Еврейский мальчик, выросший в Москве, будущий златоуст каждодневно — похороны Александра Третьего и коронация Николая Второго, так те до гробовой доски врезались в память — наблюдал, как «Москва снимала шапки, крестилась». Крестное знамение, в его глазах, был знак от своего своему. К знакам, к символам было у него сызмальства почтительное отношение, ибо в знаках, в символах чудилась ему весть свыше: «Шапки смыты с голов. Спаси, Господи, люди Твоя!» И хоть переменились после Октября знаки, символы в зримых своих формах, однако не переменились в существе своем: кто ищет себе блага, тот сам выступит первым защитником новым знакам и символам.

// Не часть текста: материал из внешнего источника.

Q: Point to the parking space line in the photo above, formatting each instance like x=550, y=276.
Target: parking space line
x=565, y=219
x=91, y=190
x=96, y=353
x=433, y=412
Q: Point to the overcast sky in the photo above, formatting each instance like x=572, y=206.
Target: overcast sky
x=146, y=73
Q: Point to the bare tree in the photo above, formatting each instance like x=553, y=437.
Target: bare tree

Осипу Мандельштаму, до ареста еще, Пастернак объяснял: «…Что пришло, будет всегда, народ с этим, мы в этом — и другого нет, потому что каждый рабочий…»

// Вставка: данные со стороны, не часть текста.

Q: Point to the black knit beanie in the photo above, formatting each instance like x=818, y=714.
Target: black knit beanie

Жена Осипа — разговор был в доме у Мандельштама — прервала поучения гостя репликой: «Единственная в мире страна, которая справилась с рабочим движением». А гость вздрогнул с отвращением и спросил, с жестом, про хозяйку дома: «Что она там говорит?»
Когда еврей еврею, с жестом, говорит о присутствующем в третьем лице — это такая уже мера презрения, что дальше некуда.
И вот, при всех этих страхах и контроверсиях, пламенела — чуть было не сказал: племенела! — в груди у Бориса Леонидыча постоянная страсть. Имя этой страсти — верноподданничество.
В 1910 году, двадцатилетним юношей, он писал своей любимой сестре курсистке Ольге Фрейденберг, с которой вышла у него размолвка: «А теперь поблагодарим нацию, школы, миллионные населения городов, тысячи профессий за то, что они создали такие удобные, легко постижимые понятия и, выработав такой точный и содержательный язык, тем самым приняли благосклонное участие в этом интимном объяснении…»
Казалось бы, человек, который столь высокого мнения был о российской дооктябрьской действительности, поневоле должен был бы умерить свой пыл после Октябрьского переворота.